05 Assembly & Post-Production
# Timeline-driven assembly with multi-track audio
$ genmedia-assemble timeline -timeline timeline.json
$ genmedia-assemble mix-audio -timeline timeline.json \
-ducking sidechaincompress
$ genmedia-verify audit -dir ./dailies/
Timeline JSON is the single source of truth — shot sequence, per-clip timing, audio track layering, crossfade durations, and sidechain ducking so dialogue always sits above the score.
Timeline JSON
The editor’s blueprint: every clip, every audio track, every transition defined in a single structured file that genmedia-assemble renders into the final master.
Voice-First Mixing
Audio mixing uses sidechain compression to duck the music score beneath dialogue and narration, ensuring vocal clarity without manual keyframing.
QA & Verification
Automated checks validate resolution, frame rate, duration, vocal classification compliance, and manifest consistency before any gate is cleared.
06 Visual-Audio Agreement
Every shot is tagged with a vocal classification that enforces alignment between what the viewer sees and hears. Characters appearing to speak must have a dialogue track; narrator voiceover must play over shots where no one appears to be talking.

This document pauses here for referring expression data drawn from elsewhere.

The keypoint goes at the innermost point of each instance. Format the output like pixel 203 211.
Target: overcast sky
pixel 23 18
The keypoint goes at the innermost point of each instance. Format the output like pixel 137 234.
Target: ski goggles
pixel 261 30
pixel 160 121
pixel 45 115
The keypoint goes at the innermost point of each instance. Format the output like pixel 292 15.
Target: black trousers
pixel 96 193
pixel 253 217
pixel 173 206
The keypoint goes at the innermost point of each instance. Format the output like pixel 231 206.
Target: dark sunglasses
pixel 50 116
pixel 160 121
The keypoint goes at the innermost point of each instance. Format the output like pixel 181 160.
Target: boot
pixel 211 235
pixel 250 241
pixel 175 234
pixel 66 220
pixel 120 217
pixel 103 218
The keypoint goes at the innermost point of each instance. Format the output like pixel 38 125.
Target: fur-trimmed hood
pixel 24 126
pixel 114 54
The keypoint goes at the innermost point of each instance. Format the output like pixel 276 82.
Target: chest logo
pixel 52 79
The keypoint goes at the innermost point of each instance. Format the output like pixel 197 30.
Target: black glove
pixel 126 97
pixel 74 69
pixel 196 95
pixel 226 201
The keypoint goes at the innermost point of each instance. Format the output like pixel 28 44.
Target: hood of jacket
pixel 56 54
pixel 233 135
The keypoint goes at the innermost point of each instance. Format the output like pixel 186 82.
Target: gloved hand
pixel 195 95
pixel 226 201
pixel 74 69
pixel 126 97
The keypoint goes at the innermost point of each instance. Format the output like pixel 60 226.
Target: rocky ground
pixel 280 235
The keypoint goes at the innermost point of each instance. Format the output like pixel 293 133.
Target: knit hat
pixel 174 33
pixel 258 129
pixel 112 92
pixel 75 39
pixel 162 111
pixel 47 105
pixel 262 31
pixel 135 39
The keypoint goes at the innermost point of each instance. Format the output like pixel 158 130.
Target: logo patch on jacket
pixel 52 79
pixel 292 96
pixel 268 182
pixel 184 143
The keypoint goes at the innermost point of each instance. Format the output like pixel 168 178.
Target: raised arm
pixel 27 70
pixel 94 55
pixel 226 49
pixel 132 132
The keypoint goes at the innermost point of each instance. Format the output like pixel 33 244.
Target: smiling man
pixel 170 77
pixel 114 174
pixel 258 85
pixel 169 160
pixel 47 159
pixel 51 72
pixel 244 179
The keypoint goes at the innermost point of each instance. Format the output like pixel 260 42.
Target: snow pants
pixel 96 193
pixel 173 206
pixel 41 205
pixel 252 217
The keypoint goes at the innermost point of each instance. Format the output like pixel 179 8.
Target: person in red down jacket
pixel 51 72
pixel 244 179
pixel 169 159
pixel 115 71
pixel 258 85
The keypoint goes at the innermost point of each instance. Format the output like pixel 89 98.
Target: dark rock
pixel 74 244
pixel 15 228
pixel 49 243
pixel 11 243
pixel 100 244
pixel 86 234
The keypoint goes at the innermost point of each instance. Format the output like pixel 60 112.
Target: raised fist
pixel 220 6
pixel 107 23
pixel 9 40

Character speaks on screen. Motion prompt describes active speaking.
Narrator over visuals. Characters must not appear to be speaking.
Multiple non-overlapping vocal segments in one shot.
Visual-only storytelling. Music and ambient sound only.
07 The Final Deliverable
Every film ships as a single MP4 master with opening titles, closing credits, and a voice-first audio mix — generated entirely by AI agents using the shared genmedia pipeline.